Am Morgen wird die Abfrage nach den aktuell erledigten Datensätzen zum ersten Mal ausgeführt. Damit ist das “Urteil” für die katastrophalen Ergebnisse bereits gesprochen, da der Ausführungsplan gecached wird!

Besondere Beachtung gilt der geschätzten Anzahl von Zeilen; sie ist 1. Dieser Wert wurde von Microsoft SQL Server “vermutet”, da es zum aktuellen Tagesdatum in der Statistik keine Daten gibt. Grundsätzlich geht Microsoft SQL Server IMMER von einem Wert 1 aus, wenn keine verlässlichen Daten im Histogramm gefunden werden können. Da keine Datensätze für den heutigen Tag  gefunden werden können, ist der der I/O vernachlässigbar.
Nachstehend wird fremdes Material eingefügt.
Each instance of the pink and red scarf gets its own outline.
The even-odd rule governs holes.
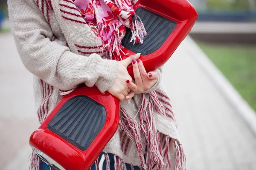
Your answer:
[[[85,21],[98,37],[103,49],[112,59],[120,55],[121,40],[125,27],[131,30],[134,43],[143,43],[146,32],[140,17],[134,13],[132,0],[73,0]]]

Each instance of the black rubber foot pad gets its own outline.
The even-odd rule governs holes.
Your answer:
[[[131,39],[131,29],[126,29],[126,34],[122,40],[122,45],[135,53],[147,55],[155,51],[169,37],[176,27],[177,24],[157,14],[144,8],[138,8],[135,13],[140,17],[147,33],[143,44],[133,44]]]
[[[103,127],[106,110],[86,96],[67,102],[47,125],[47,128],[65,140],[85,150]]]

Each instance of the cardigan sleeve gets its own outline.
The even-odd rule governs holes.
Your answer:
[[[116,78],[117,61],[96,54],[84,57],[52,42],[50,26],[33,0],[8,0],[9,19],[18,51],[25,67],[63,90],[81,83],[96,85],[102,93]]]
Nun läuft das Tagesgeschäft an und die Mitarbeiter bearbeiten die Datensätze.

510 Datensätze wurden geändert

Die folgende Abfrage schreibt für insgesamt 510 Datensätze das aktuelle Tagesdatum in das Attribut [col5] und die Abfrage nach erledigten Datensätzen wird erneut ausgeführt.

UPDATE dbo.demo
SET    col5 = getdate()
WHERE  Id % 10000 <= 50 AND
       col5 <> CONVERT(char(8), getdate(), 112);

Schaut man sich den Ausführungsplan zu den Daten des aktuellen Tages an, wird man feststellen, dass sich NICHTS an der Ausführungsstrategie geändert hat.
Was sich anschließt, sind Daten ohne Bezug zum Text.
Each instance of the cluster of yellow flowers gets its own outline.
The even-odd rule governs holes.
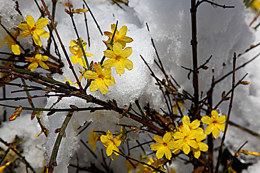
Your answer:
[[[190,118],[184,116],[182,119],[182,125],[177,127],[174,131],[166,132],[162,139],[157,135],[155,135],[154,139],[157,142],[152,144],[150,147],[152,150],[157,151],[156,156],[157,159],[160,159],[165,155],[166,159],[170,160],[171,152],[174,154],[182,151],[187,155],[191,151],[194,157],[199,158],[201,151],[206,151],[208,146],[202,142],[207,137],[207,134],[211,132],[215,138],[219,136],[219,130],[224,131],[226,116],[218,116],[217,112],[212,110],[211,117],[205,116],[202,118],[202,122],[208,126],[205,129],[199,127],[200,121],[198,120],[190,122]]]
[[[92,70],[88,70],[83,73],[85,79],[93,80],[90,86],[91,91],[95,91],[99,89],[101,92],[105,94],[108,91],[108,86],[115,85],[114,77],[111,76],[111,68],[115,67],[116,73],[120,76],[124,73],[125,68],[128,70],[133,69],[133,62],[127,59],[132,54],[132,47],[126,47],[123,49],[127,43],[133,41],[133,39],[125,36],[127,32],[126,26],[123,26],[119,31],[116,29],[113,42],[112,45],[110,44],[110,41],[115,31],[115,24],[111,25],[112,32],[107,31],[104,32],[104,35],[108,37],[108,41],[104,42],[108,45],[109,47],[104,51],[104,55],[109,59],[104,61],[103,64],[100,62],[95,63]],[[87,67],[86,61],[82,57],[84,53],[87,57],[91,57],[94,55],[92,53],[82,52],[79,42],[75,40],[70,42],[69,50],[74,55],[71,56],[70,59],[74,64],[79,63],[83,68],[86,68]],[[83,40],[81,42],[82,43],[85,51],[87,47],[86,43]]]
[[[24,38],[32,36],[35,44],[42,47],[42,43],[40,37],[44,38],[50,37],[50,34],[42,29],[47,25],[48,20],[44,18],[40,18],[35,23],[33,17],[30,15],[27,15],[26,19],[26,23],[21,23],[18,25],[18,29],[16,30],[15,33],[11,32],[10,33],[15,39],[17,39],[18,37]],[[18,34],[20,31],[23,32]],[[5,38],[3,41],[0,44],[0,47],[5,43],[7,44],[7,47],[11,50],[14,54],[19,55],[21,54],[20,47],[10,35],[8,35]],[[38,64],[40,64],[40,66],[45,69],[49,69],[49,67],[42,62],[48,59],[48,57],[47,56],[42,56],[38,53],[36,53],[34,57],[26,57],[25,58],[29,60],[30,62],[32,62],[28,66],[29,70],[35,71],[38,66]]]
Obwohl nun 510 Datensätze aktualisiert wurden, kann Microsoft SQL Server die aktuellen Datensätze nicht für die Ermittlung eines idealen Ausführungsplans verwenden. Microsoft SQL Server geht immer noch von einer Datenmenge von 1 Datensatz aus. Entsprechend “vernichtend” fällt die Abfragestrategie aus und es müssen für 510 Datensätze insgesamt 12 MB Daten gelesen werden, da auch weiterhin von der “optimalen” Ausführungsstrategie in Verbindung mit einem KeyLookup ausgegangen wird:

(510 Zeile(n) betroffen)
demo-Tabelle. Scananzahl 1, logische Lesevorgänge 1533, …
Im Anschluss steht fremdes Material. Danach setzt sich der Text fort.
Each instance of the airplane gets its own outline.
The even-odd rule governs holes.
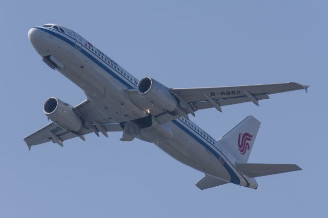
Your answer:
[[[44,104],[52,122],[23,139],[32,146],[85,135],[121,132],[155,144],[176,160],[205,174],[203,190],[231,183],[256,189],[255,178],[301,169],[296,164],[248,163],[260,122],[249,116],[216,140],[189,119],[198,110],[247,102],[259,105],[269,95],[304,89],[295,82],[203,88],[169,88],[149,77],[140,80],[73,30],[47,24],[28,31],[42,60],[79,87],[87,99],[73,106],[57,98]]]

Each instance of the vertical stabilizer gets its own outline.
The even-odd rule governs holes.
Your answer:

Der Tag schreitet voran und gegen 11:00 Uhr sind bereits weitere 500 Datensätze bearbeitet worden. Das wird durch die folgende Abfrage simuliert:

UPDATE dbo.demo
SET    col5 = getdate()
WHERE  Id % 10000 <= 100 AND
       col5 <> CONVERT(char(8), getdate(), 112);

Der Ausführungsplan hat sich nicht geändert, da erst 1,01 % aller Datensätze geändert wurden. Entsprechend sieht das I/O aus:

(1010 Zeile(n) betroffen)
demo-Tabelle. Scananzahl 1, logische Lesevorgänge 3035, …

Der I/O für gerade mal 1.000 Datensätze reicht – bedingt durch die schlechte Abfragestrategie – fast schon an den I/O für einen Clustered Index Scan über alle Daten heran; aber der Tag ist ja noch nicht zu Ende. Bis 12:00 wurden weitere 500 Datensätze geändert…

UPDATE dbo.demo
SET    col5 = getdate()
WHERE  Id % 10000 <= 150 AND
       col5 <> CONVERT(char(8), getdate(), 112);

Wird nun die Abfrage nach den aktualisierten Datensätzen ausgeführt, kippt die Abfragestrategie und die Abfrage wird unverhältnismäßig teuer:

(1510 Zeile(n) betroffen)
demo-Tabelle. Scananzahl 1, logische Lesevorgänge 4537, …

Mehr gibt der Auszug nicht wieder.